Estimating Time to Failures
Progressive Deterioration of Components
All components have a limited lifespan. Factory tested components are often supplied with data on expected time to failure and mean time between failures. Such certification is based around testing components under repeated operational stress conditions in a test environment. In some cases, the durability of the components may be based on their material properties (e.g. rail, sleepers etc.) and in others on the electrical and mechanical properties (e.g. sensors, pcbs, processors, storage etc.) In the real-world, components are subjected to outdoor conditions that are often not easy to simulate in factory test environments. For example, changes in outdoor temperatures, effect of rain, humidity, vibrations, unexpected loads and several other factors can cause damage to the component and lead to its premature failure. Predictive maintenance is built around a central premise, i.e. “early prediction of future failures can be used for timely maintenance that increases overall time to failure of that component and is lower in cost than repairs when the component fails completely”. For this, regular monitoring of component conditions is crucial to generate enough statistical data on their deterioration that can be used to predict their future maintenance needs.
Estimation – what does it involve?
Estimating time to failure is a mathematical modelling process that is optimised to the needs of a specific rail network. Whether we are estimating the time to failure for a rolling stock component or a track component, the process is the same which includes:
- Quantifying material properties of the component as an input into the process that uses data on how these materials degrade over time.
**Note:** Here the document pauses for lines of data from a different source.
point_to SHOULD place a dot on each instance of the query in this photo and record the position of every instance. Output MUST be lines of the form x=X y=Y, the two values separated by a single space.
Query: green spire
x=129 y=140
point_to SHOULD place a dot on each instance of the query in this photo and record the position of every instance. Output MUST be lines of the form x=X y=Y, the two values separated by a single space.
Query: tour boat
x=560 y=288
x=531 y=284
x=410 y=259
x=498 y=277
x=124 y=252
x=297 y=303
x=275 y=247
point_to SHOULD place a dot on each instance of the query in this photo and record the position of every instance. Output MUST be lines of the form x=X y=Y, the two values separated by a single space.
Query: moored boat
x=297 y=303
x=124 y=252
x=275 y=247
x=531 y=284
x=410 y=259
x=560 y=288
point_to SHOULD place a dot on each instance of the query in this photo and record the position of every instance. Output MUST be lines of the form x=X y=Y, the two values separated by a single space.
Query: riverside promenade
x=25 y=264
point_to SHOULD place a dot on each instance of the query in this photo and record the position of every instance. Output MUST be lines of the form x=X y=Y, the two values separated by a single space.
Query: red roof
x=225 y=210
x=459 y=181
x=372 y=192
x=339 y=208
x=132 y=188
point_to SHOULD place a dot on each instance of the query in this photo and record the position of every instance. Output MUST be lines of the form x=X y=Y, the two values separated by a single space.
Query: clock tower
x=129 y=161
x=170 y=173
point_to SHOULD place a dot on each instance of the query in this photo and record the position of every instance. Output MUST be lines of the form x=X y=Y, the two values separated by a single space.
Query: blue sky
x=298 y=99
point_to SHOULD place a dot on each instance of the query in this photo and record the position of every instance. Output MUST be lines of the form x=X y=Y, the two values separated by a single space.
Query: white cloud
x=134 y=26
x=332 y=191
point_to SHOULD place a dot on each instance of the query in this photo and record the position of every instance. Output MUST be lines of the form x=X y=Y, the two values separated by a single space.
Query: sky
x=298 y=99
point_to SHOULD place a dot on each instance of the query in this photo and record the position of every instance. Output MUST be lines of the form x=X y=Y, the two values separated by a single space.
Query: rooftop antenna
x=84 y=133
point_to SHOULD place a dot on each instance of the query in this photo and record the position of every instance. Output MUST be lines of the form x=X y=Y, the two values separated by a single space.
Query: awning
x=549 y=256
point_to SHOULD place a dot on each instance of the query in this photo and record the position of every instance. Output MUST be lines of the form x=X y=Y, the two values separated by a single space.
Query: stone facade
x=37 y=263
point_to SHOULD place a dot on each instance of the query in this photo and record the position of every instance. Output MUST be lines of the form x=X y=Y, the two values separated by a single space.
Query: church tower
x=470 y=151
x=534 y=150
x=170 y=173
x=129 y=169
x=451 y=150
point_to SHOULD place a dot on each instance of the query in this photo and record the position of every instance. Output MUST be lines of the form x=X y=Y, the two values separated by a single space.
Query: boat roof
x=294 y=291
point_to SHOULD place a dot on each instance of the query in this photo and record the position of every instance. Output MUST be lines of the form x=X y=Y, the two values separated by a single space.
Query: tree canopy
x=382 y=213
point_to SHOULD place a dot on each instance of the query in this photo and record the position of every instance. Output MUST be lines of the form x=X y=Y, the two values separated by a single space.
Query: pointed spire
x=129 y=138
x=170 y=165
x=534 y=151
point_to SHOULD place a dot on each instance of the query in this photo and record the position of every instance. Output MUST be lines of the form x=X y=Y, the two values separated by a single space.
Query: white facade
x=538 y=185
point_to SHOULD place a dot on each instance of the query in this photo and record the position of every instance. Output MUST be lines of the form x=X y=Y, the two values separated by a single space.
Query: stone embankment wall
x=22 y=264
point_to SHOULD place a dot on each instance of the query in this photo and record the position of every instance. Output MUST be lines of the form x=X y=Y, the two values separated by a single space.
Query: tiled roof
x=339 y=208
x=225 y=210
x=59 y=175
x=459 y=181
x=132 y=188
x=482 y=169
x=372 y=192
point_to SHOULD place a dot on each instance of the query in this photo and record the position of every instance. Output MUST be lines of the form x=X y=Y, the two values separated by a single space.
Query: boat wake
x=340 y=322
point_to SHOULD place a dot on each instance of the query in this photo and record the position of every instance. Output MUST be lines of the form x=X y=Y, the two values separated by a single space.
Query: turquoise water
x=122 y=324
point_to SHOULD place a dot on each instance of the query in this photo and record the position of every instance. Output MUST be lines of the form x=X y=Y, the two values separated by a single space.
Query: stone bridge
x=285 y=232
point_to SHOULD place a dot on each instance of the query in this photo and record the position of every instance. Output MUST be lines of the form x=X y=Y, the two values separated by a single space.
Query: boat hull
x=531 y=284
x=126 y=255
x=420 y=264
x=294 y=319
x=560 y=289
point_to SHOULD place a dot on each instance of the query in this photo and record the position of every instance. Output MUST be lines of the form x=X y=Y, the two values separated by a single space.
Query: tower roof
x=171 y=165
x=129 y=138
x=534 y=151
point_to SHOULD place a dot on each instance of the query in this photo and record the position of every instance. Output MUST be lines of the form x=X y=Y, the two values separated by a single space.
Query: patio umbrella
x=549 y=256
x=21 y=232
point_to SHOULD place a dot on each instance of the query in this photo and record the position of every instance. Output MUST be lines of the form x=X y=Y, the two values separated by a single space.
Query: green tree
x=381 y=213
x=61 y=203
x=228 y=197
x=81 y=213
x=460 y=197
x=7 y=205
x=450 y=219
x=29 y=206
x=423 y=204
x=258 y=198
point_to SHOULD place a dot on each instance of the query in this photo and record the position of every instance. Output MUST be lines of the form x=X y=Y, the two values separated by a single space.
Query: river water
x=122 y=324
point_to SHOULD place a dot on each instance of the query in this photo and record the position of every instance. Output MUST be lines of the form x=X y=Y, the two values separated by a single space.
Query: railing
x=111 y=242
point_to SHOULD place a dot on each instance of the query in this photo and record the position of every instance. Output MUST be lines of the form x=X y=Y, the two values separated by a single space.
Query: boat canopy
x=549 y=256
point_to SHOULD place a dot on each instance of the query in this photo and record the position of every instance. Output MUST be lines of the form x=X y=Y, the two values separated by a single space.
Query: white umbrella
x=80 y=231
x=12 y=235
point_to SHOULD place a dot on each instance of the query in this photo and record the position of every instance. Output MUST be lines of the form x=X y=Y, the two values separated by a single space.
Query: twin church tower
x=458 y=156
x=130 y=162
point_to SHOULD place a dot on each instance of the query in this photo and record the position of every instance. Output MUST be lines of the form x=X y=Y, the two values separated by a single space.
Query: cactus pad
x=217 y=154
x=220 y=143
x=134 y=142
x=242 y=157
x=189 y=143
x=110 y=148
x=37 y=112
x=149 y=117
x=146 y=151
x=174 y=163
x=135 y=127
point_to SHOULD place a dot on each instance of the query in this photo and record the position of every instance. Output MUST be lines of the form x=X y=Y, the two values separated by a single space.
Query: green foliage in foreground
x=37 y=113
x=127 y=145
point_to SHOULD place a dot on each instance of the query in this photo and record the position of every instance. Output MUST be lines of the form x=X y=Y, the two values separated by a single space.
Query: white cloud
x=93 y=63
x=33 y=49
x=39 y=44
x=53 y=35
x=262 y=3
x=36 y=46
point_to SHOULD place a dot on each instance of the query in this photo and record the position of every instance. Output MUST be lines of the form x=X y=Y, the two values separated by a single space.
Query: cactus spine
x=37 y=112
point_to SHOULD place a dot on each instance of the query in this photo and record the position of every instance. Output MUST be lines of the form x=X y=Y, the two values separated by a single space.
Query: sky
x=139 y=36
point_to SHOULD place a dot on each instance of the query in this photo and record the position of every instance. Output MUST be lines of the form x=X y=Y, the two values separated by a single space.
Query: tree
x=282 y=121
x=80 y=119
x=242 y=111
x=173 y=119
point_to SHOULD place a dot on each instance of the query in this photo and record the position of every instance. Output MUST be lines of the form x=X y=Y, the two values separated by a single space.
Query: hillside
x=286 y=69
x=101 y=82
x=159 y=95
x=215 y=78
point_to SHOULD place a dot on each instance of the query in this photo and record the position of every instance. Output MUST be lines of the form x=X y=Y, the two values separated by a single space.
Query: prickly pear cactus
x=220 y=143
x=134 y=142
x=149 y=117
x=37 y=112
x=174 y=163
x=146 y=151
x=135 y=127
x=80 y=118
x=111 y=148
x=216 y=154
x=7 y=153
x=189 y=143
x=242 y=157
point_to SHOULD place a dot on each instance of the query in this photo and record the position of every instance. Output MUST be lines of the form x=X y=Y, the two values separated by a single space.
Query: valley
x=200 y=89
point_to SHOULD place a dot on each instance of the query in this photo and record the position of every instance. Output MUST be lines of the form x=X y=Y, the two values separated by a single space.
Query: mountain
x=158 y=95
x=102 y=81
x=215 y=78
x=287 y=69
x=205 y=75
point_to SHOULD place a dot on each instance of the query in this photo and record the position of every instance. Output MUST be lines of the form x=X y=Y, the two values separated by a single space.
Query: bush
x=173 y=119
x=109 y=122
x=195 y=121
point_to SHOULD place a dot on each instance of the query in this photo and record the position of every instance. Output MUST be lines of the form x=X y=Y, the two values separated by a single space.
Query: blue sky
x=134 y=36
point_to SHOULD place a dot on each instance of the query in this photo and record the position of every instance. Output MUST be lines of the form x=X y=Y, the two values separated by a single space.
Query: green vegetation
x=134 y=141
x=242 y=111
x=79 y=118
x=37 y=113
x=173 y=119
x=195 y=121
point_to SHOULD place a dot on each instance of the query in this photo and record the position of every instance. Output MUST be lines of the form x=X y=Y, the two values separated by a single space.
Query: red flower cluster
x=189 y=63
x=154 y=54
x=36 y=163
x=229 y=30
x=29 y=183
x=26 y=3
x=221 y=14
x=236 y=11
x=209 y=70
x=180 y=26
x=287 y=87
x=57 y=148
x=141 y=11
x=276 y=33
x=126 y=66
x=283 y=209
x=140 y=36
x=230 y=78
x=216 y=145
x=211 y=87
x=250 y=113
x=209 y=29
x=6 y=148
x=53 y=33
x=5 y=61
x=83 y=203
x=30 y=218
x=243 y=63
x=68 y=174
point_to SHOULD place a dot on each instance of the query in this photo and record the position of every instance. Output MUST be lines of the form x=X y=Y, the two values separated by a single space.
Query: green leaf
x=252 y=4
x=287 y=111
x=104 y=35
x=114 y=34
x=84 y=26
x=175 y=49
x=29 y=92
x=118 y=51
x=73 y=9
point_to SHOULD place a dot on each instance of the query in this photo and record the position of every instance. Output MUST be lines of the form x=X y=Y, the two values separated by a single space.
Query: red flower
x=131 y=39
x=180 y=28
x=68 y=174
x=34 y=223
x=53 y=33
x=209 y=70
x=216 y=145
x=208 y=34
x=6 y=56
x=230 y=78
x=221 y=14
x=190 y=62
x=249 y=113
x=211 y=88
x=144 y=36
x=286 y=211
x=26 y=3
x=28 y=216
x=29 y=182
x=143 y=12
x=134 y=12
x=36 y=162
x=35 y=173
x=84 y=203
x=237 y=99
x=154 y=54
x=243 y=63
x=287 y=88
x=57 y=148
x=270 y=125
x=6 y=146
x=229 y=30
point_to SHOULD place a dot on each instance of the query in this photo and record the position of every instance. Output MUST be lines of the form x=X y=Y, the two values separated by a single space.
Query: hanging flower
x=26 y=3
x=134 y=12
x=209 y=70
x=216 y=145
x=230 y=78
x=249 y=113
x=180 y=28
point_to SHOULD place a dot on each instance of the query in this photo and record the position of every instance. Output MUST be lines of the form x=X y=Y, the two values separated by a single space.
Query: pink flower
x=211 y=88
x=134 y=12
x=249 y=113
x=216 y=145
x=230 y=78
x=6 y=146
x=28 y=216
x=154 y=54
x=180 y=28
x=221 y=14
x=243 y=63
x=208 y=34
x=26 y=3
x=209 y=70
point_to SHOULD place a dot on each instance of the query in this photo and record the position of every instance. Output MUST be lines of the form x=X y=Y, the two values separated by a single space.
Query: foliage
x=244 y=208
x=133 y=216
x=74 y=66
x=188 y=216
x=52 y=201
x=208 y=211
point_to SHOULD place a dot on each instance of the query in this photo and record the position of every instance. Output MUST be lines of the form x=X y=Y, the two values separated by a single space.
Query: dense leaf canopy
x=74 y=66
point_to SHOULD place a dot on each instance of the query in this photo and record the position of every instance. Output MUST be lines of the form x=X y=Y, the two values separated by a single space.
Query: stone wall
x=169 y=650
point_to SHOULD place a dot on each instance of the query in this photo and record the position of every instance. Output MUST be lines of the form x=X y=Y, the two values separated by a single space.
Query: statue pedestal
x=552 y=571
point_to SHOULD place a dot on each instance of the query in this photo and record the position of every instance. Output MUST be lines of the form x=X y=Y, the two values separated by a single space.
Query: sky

- Quantifying railway usage data, e.g. load, vibrations, etc. subjected to the component
- Quantifying environmental decay factors and their effect on component life
- Choosing a decay model, linear, quadratic or polynomial
Once this data is available, we can use two different approaches to estimating time to failure include:
- A probabilistic modelling approach which generates a mathematical model using the above factors
- A neural network based predictor using the above as inputs and generating a time to failure estimate
In both cases, substantial data on past failures is needed from the railway to use the experience in such a design and verify whether the system is capable of predicting even historic events to demonstrate that it can also predict future events.